簡単に山奥と書いてるが、本当は簡単に書けないほどの山奥なのだ。

 

今も携帯の電波が届かない場所だ。父親と母親は今の時代にネットを使った事がない。母親は緊急時のためにと、docomoの携帯電話を契約してるが、今だにガラケーだ。

しかし、電波が届いてないから、住んでる場所では使えない。母親は持ってても使えないから、ガラケーを大事そうに壁に吊るしてる。

 

携帯電話なのに強制的に固定電話となってる。

 

そして、家の周りには人がまったくいない。近所には10人も人がいないはずだ。

 

町の組合の旅行で、最近、母親が旅行に行ったみたいだ。母親曰く、

 

「綺麗な景色やったよ、山の景色は綺麗だし、本当に楽しかった!」

 

母親は山奥から出発して、別の山の観光地に行ったのだ。

 

「山の景色なんて散々見慣れてるたろうし、行く意味あったのか?」

 

そんな言葉が出かかったが、僕は言葉を飲み込んだ。母親にしたら、皆でバスに乗って旅行に行くことが良いのだ、山の景色なんて見慣れてるはずだが、母親には知らない山の景色が良いのだ。

 

実家の庭には家を2つ建ててるが、僕の住んでる方の家の横には川が流れてる。小さな川だが、かなり冷たい。山からの湧き水で、100年以上前から湧き出てる水だ。

僕が子供の時に、水源近くでアマゴの稚魚を放流してたのを思い出す。その稚魚が流れ流れて、いろいろな場所で成長して、それを釣りに行ってた記憶がある。

 

小さい時はどこを見ても遊び場ばかりだった。

 

父親は庭の中に車庫とコイの池と、みんなでワイワイ楽しむ為のバーベキュー場を母親と2人で作ってる。
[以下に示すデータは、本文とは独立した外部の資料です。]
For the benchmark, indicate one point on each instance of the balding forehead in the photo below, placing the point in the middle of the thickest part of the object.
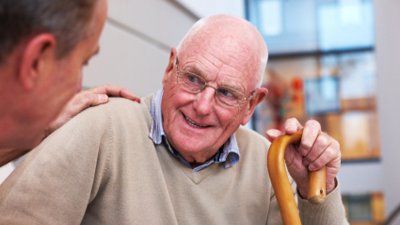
(230, 39)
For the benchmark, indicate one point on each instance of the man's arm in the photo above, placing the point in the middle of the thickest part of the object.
(56, 181)
(77, 104)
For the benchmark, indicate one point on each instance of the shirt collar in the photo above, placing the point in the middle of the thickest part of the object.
(228, 155)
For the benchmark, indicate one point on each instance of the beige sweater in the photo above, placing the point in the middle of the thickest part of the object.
(101, 168)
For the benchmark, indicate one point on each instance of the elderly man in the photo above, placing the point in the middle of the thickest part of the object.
(43, 46)
(182, 156)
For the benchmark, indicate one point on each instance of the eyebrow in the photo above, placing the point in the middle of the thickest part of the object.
(196, 71)
(97, 51)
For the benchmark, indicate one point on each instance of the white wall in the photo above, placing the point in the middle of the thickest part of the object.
(209, 7)
(388, 67)
(136, 42)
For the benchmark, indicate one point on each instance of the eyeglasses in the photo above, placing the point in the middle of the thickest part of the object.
(225, 96)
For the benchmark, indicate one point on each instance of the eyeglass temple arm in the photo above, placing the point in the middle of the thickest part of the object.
(280, 180)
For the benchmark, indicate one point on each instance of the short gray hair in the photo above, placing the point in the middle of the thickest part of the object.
(67, 20)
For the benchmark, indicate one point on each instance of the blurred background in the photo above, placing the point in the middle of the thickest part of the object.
(332, 60)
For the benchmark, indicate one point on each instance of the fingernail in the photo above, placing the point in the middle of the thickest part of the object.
(103, 98)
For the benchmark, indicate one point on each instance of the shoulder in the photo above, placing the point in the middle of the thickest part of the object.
(118, 112)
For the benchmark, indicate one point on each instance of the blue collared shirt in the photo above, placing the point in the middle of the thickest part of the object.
(228, 155)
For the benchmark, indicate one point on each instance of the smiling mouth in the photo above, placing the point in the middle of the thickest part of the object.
(194, 124)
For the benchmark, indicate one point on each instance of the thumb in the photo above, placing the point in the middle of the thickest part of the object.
(272, 134)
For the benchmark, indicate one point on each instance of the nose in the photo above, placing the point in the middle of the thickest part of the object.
(204, 101)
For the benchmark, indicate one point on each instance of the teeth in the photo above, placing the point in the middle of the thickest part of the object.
(191, 122)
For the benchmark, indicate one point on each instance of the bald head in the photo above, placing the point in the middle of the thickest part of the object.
(234, 37)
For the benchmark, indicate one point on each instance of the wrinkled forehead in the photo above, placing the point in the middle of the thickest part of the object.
(228, 53)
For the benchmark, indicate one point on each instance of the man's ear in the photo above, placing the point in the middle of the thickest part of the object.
(171, 62)
(37, 59)
(259, 96)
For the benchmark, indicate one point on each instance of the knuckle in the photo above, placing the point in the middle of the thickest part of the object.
(313, 124)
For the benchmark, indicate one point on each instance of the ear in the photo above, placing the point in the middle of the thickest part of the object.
(259, 95)
(37, 60)
(171, 62)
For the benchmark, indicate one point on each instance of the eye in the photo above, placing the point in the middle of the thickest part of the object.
(194, 79)
(227, 93)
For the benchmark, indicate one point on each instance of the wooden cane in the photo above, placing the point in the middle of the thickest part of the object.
(280, 181)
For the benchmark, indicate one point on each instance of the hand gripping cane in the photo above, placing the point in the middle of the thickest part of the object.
(280, 180)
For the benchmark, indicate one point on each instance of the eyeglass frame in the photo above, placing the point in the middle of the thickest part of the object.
(241, 101)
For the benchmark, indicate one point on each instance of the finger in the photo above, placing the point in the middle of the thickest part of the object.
(129, 95)
(116, 91)
(272, 134)
(322, 142)
(292, 125)
(310, 133)
(85, 100)
(329, 156)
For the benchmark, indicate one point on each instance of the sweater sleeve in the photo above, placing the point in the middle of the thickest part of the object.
(57, 180)
(330, 212)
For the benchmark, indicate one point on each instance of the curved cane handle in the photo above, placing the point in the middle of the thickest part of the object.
(280, 180)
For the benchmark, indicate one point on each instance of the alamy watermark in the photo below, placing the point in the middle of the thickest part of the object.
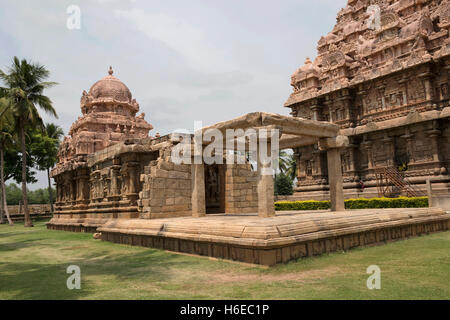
(73, 22)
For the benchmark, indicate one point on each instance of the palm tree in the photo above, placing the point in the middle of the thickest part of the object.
(288, 164)
(5, 140)
(24, 88)
(55, 133)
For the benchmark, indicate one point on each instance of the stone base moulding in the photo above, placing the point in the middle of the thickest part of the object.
(288, 236)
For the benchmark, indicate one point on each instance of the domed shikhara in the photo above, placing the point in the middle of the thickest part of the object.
(109, 116)
(110, 87)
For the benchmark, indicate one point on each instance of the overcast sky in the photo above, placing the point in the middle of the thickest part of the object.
(183, 61)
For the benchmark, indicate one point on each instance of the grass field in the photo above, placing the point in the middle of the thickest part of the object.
(33, 264)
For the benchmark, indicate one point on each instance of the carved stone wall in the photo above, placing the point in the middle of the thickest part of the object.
(382, 75)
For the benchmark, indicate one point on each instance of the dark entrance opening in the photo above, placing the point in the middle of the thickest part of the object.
(215, 188)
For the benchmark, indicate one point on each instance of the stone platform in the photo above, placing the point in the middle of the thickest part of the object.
(287, 236)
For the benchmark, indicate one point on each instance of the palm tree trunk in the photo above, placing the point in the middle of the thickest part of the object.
(50, 193)
(2, 182)
(28, 222)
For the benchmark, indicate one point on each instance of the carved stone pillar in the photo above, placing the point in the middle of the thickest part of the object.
(353, 159)
(316, 112)
(367, 146)
(434, 137)
(266, 197)
(198, 190)
(389, 144)
(404, 82)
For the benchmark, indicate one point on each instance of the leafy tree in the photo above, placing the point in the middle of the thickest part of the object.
(45, 151)
(283, 185)
(24, 90)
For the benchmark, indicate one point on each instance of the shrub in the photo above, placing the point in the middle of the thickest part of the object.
(283, 185)
(374, 203)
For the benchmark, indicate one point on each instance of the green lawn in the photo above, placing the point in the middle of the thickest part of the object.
(33, 264)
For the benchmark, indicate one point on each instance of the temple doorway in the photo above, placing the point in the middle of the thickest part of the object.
(215, 188)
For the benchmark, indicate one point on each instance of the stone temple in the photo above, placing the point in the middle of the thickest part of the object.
(375, 98)
(382, 75)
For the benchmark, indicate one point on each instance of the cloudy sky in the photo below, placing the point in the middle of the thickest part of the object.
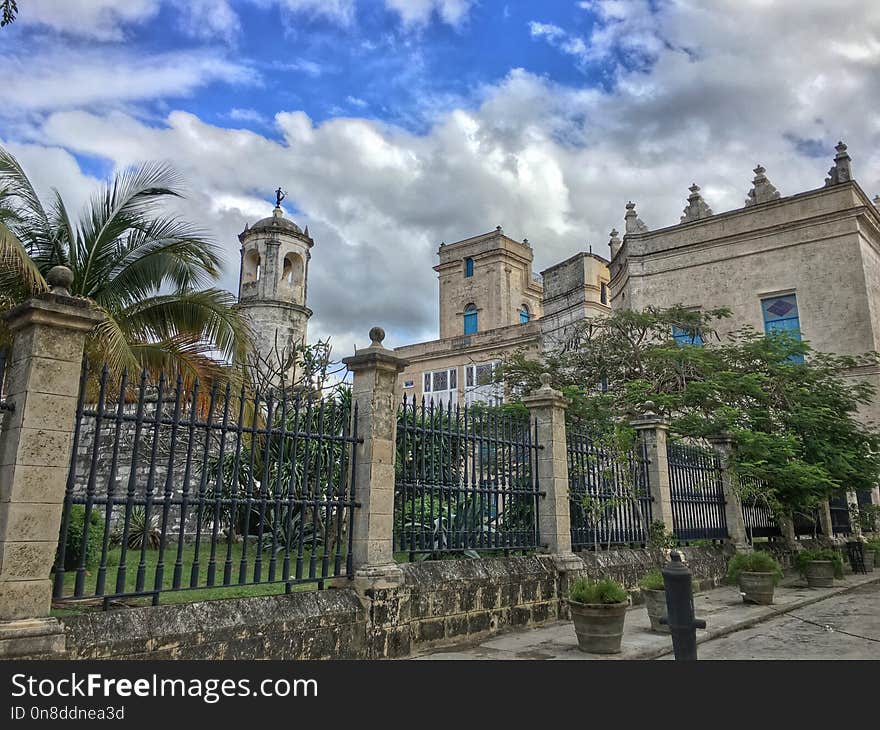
(397, 124)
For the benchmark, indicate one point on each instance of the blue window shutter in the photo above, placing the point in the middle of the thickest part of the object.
(781, 315)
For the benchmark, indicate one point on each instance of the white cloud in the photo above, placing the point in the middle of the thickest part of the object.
(102, 20)
(60, 76)
(723, 85)
(420, 12)
(207, 19)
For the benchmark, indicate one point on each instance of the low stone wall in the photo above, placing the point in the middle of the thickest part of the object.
(315, 625)
(441, 603)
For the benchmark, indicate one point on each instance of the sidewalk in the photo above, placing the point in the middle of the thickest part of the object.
(722, 608)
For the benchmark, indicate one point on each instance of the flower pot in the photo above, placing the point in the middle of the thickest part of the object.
(820, 574)
(599, 626)
(655, 602)
(756, 587)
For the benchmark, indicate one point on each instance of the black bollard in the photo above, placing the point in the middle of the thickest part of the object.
(680, 607)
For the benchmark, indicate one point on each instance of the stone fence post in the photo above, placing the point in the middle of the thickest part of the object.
(375, 371)
(653, 430)
(547, 406)
(36, 435)
(736, 524)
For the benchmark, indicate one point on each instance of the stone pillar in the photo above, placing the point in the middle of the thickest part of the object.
(855, 526)
(375, 370)
(547, 407)
(653, 430)
(736, 526)
(825, 520)
(36, 437)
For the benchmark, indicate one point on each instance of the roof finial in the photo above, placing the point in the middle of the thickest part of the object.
(634, 224)
(842, 170)
(614, 242)
(763, 191)
(696, 207)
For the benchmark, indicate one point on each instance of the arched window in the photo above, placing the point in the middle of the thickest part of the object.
(252, 267)
(292, 272)
(470, 319)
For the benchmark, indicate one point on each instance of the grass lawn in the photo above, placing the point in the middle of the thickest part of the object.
(201, 593)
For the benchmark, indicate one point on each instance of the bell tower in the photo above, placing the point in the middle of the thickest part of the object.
(272, 286)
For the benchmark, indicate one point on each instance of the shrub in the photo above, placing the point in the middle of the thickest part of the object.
(652, 581)
(73, 548)
(606, 590)
(754, 562)
(808, 556)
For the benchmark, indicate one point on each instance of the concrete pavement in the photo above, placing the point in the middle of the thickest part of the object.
(725, 614)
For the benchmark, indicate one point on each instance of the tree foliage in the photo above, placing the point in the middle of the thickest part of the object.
(796, 424)
(149, 272)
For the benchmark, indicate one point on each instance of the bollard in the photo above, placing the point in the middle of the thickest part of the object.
(680, 607)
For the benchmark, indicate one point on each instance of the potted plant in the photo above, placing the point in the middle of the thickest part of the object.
(757, 574)
(598, 610)
(820, 567)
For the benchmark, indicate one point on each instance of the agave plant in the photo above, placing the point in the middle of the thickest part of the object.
(148, 271)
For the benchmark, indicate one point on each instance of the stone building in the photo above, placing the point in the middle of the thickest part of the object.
(491, 304)
(808, 263)
(273, 284)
それを手作りしたと聞いた時に、

 

「すげー!北の国からの五郎さんみたいや!」

 

僕は素直に感動した。

 

そんな、たくましかった父親も、僕が実家に戻った時には、頚椎損傷で右半身が麻痺をして、まともに歩くことも出来なくなってた。
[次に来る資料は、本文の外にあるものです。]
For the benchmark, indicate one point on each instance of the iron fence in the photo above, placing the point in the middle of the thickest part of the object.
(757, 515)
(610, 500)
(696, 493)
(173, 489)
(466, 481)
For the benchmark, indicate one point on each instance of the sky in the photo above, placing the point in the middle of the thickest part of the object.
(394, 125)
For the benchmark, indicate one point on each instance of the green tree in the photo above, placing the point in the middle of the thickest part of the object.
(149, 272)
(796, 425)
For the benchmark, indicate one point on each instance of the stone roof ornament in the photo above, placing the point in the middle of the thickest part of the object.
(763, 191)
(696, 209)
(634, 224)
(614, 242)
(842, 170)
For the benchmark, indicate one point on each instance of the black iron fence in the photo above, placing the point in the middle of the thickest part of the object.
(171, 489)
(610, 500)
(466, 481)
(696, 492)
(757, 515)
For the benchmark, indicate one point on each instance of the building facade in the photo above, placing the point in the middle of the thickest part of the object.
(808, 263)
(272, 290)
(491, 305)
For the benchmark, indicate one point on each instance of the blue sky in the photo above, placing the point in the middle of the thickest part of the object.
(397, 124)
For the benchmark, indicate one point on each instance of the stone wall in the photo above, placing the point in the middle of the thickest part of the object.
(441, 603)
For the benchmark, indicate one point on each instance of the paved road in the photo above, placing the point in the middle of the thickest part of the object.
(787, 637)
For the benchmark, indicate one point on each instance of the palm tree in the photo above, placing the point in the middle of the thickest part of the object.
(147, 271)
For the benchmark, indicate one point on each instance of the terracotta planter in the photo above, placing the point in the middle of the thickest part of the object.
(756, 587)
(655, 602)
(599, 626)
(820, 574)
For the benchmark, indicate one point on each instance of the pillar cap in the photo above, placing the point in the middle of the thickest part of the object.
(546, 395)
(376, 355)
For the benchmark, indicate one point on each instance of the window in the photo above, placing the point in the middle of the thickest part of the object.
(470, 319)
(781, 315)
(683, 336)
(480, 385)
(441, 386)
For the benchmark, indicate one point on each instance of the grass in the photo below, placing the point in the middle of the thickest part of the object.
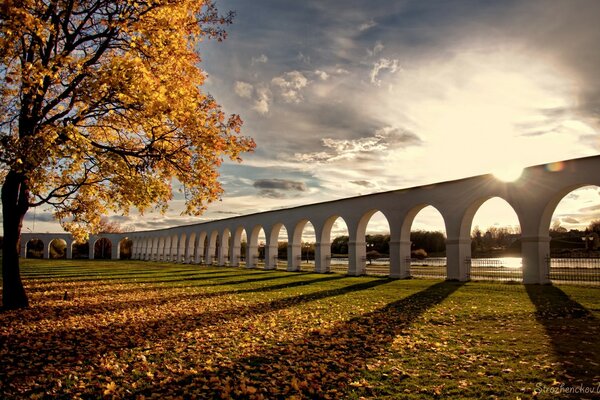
(143, 330)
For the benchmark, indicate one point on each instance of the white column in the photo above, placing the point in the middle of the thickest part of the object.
(458, 254)
(400, 259)
(356, 257)
(294, 257)
(322, 257)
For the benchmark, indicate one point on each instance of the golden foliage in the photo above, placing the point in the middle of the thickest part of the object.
(101, 107)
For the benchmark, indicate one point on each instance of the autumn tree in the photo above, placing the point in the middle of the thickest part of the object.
(101, 109)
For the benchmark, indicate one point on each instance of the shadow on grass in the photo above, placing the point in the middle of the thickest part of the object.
(574, 333)
(323, 364)
(63, 349)
(62, 311)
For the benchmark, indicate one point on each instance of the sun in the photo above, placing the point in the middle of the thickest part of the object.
(508, 173)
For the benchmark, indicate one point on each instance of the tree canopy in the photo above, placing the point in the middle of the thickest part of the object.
(101, 110)
(101, 107)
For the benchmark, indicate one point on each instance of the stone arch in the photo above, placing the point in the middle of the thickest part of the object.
(160, 250)
(377, 252)
(484, 264)
(57, 249)
(201, 244)
(224, 246)
(156, 242)
(574, 253)
(432, 268)
(125, 249)
(180, 247)
(190, 248)
(276, 249)
(297, 236)
(254, 248)
(81, 250)
(237, 254)
(102, 249)
(210, 256)
(324, 247)
(35, 248)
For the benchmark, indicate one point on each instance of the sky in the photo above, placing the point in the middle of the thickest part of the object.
(351, 97)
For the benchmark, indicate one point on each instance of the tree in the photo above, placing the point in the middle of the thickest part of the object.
(101, 109)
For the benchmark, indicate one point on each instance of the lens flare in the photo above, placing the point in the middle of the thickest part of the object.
(555, 167)
(508, 173)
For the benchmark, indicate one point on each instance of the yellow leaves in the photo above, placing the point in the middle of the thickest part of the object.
(111, 388)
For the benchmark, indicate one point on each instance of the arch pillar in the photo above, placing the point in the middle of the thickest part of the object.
(357, 252)
(115, 250)
(400, 259)
(69, 249)
(322, 257)
(535, 251)
(234, 249)
(271, 252)
(252, 255)
(223, 251)
(458, 252)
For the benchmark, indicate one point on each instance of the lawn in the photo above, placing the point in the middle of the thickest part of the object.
(107, 329)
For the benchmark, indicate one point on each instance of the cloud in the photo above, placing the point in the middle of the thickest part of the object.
(363, 183)
(243, 89)
(262, 59)
(263, 101)
(280, 184)
(278, 188)
(383, 64)
(378, 48)
(387, 138)
(367, 25)
(322, 75)
(290, 85)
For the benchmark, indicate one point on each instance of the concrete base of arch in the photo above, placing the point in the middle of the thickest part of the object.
(400, 259)
(458, 254)
(535, 251)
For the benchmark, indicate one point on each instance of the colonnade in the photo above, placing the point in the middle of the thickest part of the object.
(533, 197)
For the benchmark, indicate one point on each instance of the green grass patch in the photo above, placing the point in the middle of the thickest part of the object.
(114, 329)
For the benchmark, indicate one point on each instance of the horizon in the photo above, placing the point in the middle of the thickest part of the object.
(353, 99)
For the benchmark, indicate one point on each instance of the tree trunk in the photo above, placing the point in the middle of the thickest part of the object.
(15, 202)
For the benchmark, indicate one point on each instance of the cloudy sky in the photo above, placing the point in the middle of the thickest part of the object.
(358, 96)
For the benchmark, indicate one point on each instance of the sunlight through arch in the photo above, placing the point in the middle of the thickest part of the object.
(336, 233)
(427, 246)
(377, 242)
(496, 242)
(307, 239)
麻痺の原因は、最初の右手の軽い痺れを、ただの肩コリだと勘違いしてしまい、うつ伏せに寝た状態の肩の上に母親を乗せて、そこを連日足で踏ませてたのが原因だった。

手術の時に分かったのだが、母親を肩の上に乗せて足で踏ませたせいで首の後ろの骨が粉々となり、それが重い麻痺に繋がったのだ。

 

両親がネットを使えて、ちょっとでもGoogleか何かで、最初の痺れの病状を検索でもしてたなら、こんな結果になってなかった可能性が高い。父親の体の麻痺は本当に悔やむばかりの結果となってしまった。

 

何も知らないとは、時に残酷だ。

 

僕は父親に詳しく説明して悔やんでいると、

 

「まぁしょうがない」

 

そう言って笑うのだ。

 

まだ、父親は人生を諦めてない、そして、人生とはそんなものだと笑い飛ばすのだ。

 

僕のふるさとの標高は高く、街で見上げる空より、空は近くに見え、どこまでも空は青い。道路も僕が小学校低学年までは舗装もしてなかった。
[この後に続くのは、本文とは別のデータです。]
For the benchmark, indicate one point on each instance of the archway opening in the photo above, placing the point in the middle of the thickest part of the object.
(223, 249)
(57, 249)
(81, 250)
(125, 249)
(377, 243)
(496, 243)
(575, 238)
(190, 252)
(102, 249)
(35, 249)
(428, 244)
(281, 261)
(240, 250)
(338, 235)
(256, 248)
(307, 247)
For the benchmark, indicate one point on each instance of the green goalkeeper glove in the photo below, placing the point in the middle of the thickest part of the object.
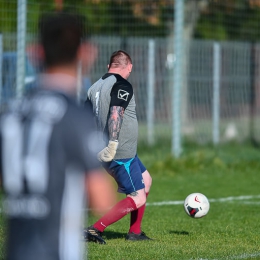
(109, 152)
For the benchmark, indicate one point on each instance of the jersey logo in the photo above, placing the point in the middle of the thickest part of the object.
(122, 94)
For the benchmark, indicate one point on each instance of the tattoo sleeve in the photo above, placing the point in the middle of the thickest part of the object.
(115, 122)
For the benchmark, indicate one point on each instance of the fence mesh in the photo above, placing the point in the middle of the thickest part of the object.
(130, 25)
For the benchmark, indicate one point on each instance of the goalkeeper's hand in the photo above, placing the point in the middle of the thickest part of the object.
(109, 152)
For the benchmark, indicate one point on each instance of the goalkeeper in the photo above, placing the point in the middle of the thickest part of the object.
(113, 103)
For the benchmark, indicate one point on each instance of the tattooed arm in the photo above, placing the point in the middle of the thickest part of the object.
(115, 122)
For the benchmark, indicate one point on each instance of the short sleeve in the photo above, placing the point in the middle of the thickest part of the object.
(121, 94)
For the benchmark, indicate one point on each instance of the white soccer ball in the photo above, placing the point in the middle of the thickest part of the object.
(196, 205)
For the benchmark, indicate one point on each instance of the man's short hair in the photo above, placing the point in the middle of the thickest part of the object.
(119, 58)
(60, 35)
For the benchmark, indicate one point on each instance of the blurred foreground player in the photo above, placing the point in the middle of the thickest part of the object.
(48, 157)
(113, 103)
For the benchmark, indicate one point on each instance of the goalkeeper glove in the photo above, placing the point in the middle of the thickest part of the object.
(109, 152)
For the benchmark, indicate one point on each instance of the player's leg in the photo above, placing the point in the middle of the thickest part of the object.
(137, 215)
(130, 181)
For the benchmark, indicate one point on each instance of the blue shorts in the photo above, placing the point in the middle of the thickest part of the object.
(127, 173)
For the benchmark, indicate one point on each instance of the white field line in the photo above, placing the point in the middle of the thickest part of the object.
(236, 257)
(231, 199)
(243, 198)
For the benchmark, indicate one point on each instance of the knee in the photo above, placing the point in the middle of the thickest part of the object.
(148, 183)
(139, 200)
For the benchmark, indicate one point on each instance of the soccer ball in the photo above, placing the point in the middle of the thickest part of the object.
(196, 205)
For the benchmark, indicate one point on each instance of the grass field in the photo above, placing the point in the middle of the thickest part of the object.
(228, 175)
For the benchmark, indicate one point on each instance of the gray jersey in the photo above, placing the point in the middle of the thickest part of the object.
(113, 90)
(46, 151)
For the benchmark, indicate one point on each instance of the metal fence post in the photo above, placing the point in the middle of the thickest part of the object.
(216, 92)
(1, 66)
(150, 89)
(21, 42)
(177, 77)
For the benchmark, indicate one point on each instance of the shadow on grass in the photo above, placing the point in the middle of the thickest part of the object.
(182, 233)
(114, 235)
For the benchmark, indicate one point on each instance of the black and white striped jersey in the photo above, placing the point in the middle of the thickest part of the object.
(47, 146)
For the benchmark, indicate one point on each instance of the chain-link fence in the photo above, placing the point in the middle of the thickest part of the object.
(220, 93)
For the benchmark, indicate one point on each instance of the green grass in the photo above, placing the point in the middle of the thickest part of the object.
(229, 231)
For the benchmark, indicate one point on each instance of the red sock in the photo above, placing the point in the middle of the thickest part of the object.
(121, 209)
(136, 219)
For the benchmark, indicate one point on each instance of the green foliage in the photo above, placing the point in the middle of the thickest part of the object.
(238, 20)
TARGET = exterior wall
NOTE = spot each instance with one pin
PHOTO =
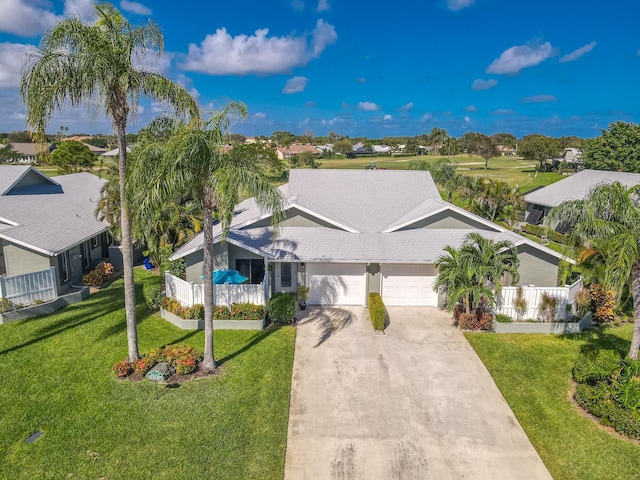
(294, 218)
(373, 279)
(448, 219)
(19, 260)
(537, 268)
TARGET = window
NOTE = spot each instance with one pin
(65, 267)
(285, 274)
(252, 268)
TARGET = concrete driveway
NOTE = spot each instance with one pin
(416, 403)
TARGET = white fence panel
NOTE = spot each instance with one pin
(533, 295)
(189, 293)
(27, 288)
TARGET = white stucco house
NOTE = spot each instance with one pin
(351, 232)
砂利道がアスファルトに衣替えするのを、なぜか自分の事のように誇らしく、はしゃぎながら学校から家に帰ってた記憶を思いだす。

 

ある夏の日に、家から下に1キロほど離れた場所に、初めて自動販売機が設置された時があった。僕は嬉しくて、夏の暑い中、その自動販売機でジュースを買うために、わざわざ歩いて買いに行ってた時があった。

 

家の冷蔵庫には、ちゃんと別のジュースがあるのにだ。

 

しかし、その自動販売機で飲み物を買う人が少ないから、いつしか自動販売機は無くなってしまってた。

 

僕も段々と大人となり、あんなに遊び場ばかりだと思ってた、ふるさとが、なんと不便で恥ずかしい場所だと思うようになってしまった。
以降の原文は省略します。